Ella coge mis manos entre las suyas y me mira emocionada.

—¡Pues entonces no tienes nada que temer, querida, ese cabezón tarde o temprano se dará cuenta de todo!

—Pero temo que sea demasiado tarde.

—¡Nunca es demasiado tarde, y menos para ti, con lo joven que eres, por el amor de Dios! ¡Venga, vamos a bailar!

Antes de que me dé tiempo a negarme, me ha cogido del brazo y me ha llevado a bailar allí en medio del local, donde no hay nadie más bailando. Ella comienza a moverse como se hacía hace cuarenta años, a lo yeyé, claro. Por no dejarla sola, le sigo el ritmo y acabamos partiéndonos de risa las dos. No tardan en sumarse a nuestra fiesta particular algunos señores, a los que no prestamos ninguna atención.

Cantamos todos a voz en grito la canción de Paulina Rubio Ni rosas ni juguetes

 

Te puedes ir, no me importa tus billetes

No hay rosas ni juguetes que paguen por mi amor

Te puedes ir a la China en un cohete

Ve y búscate una tonta que te haga el favor

 

Una de las veces que estoy «toda» emocionada, berreando la letra de la canción, giro sobre mí misma, con los brazos en alto dándolo todo, veo un hombre observándome, con los brazos cruzados, muy serio, entonces me detengo para enfocarlo, pero su figura se sigue moviendo sin parar. ¡Vaya mareo que tengo!

—¡Ares, cariño! —le saluda María, pizpireta.

Se acerca hasta nosotras lentamente, mirándonos con reproche.

—¡Mamá, sabes que papá no quiere que vengas aquí! —la regaña. Imagino que el dueño tiene bastante que ver con dicha prohibición.
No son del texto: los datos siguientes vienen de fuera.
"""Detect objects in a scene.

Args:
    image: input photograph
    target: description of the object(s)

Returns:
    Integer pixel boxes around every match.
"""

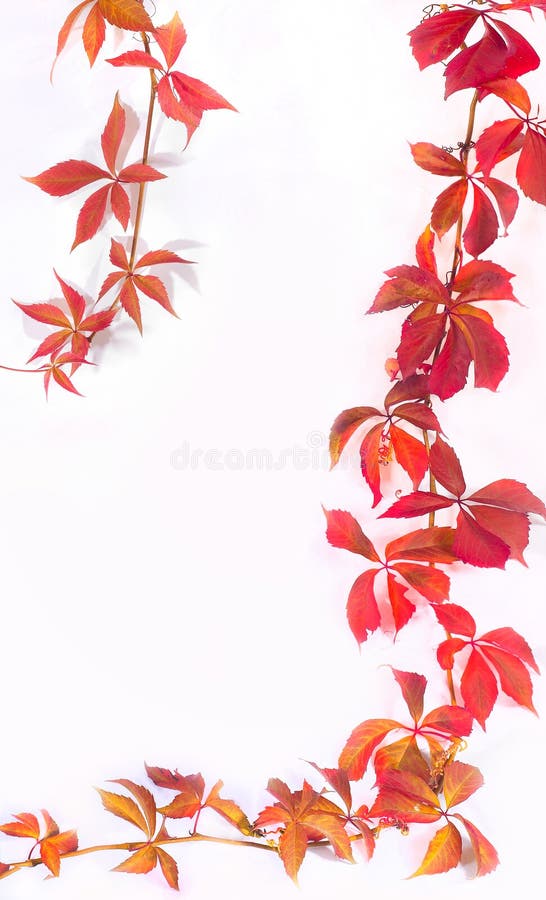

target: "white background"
[0,0,546,900]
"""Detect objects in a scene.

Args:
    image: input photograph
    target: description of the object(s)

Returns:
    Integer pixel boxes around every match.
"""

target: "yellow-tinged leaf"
[112,844,157,875]
[97,788,148,835]
[410,822,463,878]
[279,822,307,884]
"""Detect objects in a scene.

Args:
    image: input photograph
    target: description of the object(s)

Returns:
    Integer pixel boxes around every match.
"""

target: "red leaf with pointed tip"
[475,118,524,180]
[480,177,519,237]
[453,259,518,303]
[516,128,546,205]
[463,183,499,256]
[410,9,480,69]
[436,638,468,671]
[453,509,510,569]
[461,649,498,730]
[112,844,157,875]
[339,719,401,781]
[453,813,499,877]
[155,847,179,891]
[387,572,415,634]
[379,491,454,519]
[430,179,468,239]
[385,527,458,563]
[480,643,536,714]
[415,225,438,275]
[324,509,381,562]
[330,406,384,468]
[360,422,384,509]
[98,0,154,31]
[396,313,446,377]
[391,667,427,723]
[444,21,507,100]
[13,300,72,329]
[154,12,186,69]
[429,321,471,400]
[133,275,178,318]
[430,435,466,497]
[82,4,106,66]
[467,478,546,519]
[24,159,110,197]
[347,569,381,644]
[482,77,531,116]
[389,425,428,490]
[472,506,529,566]
[119,278,142,334]
[480,628,540,674]
[391,563,450,603]
[368,266,450,313]
[106,50,164,71]
[110,181,131,231]
[101,92,126,174]
[71,184,112,250]
[118,163,167,184]
[410,142,465,178]
[420,706,473,737]
[434,603,476,638]
[135,250,191,269]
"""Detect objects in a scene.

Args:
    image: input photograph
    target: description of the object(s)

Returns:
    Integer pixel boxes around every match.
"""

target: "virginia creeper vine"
[0,0,546,888]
—¿Está él aquí para prohibírmelo? ¡Pues entonces voy donde me da la gana! —Su voz suena gangosa y no deja de partirse de la risa, y yo intento por todos los medios no sumarme a sus carcajadas.

Entonces su mirada reprobatoria se clava en mí.

—¿Te parece bonito emborrachar así a mi madre? —brama.

—¡¿Qué?! ¡Tu madre ha sido la que me ha obligado a terminar la botella del Grial ese! —protesto, enojada por su acusación, mientras él abre los ojos espantado por tal información.

—¡Ares, hijo, no me extraña que sigas soltero a tu edad! —María se apoya en su hombro, tambaleándose, para interrumpir nuestra discusión—. ¿Te parece apropiado tratar así a una dama? Yo ya te hubiera cruzado la cara, unas cuantas veces además, ¡qué paciencia tienes, Keira, hija! —Ahora le ha entrado el hipo, así que no me aguanto más y se me escapa una carcajada.

Ares nos mira a las dos, anonadado, no se lo puede creer. Pero ya para terminar de rematar todo, María le apunta con un dedo acusador.

—Hijo, esta mujer vale más de lo que te piensas, se ha tomado la molestia de conocerte y mirar más allá de lo que tú estás dispuesto a ofrecer, yo desde luego le doy mucho más que el visto bueno. Contáis con mi bendición… —Y acto seguido se desploma contra el suelo.

Ares corre a cogerla en brazos, se ha desmayado y creo que yo no tardaré mucho más en hacerlo.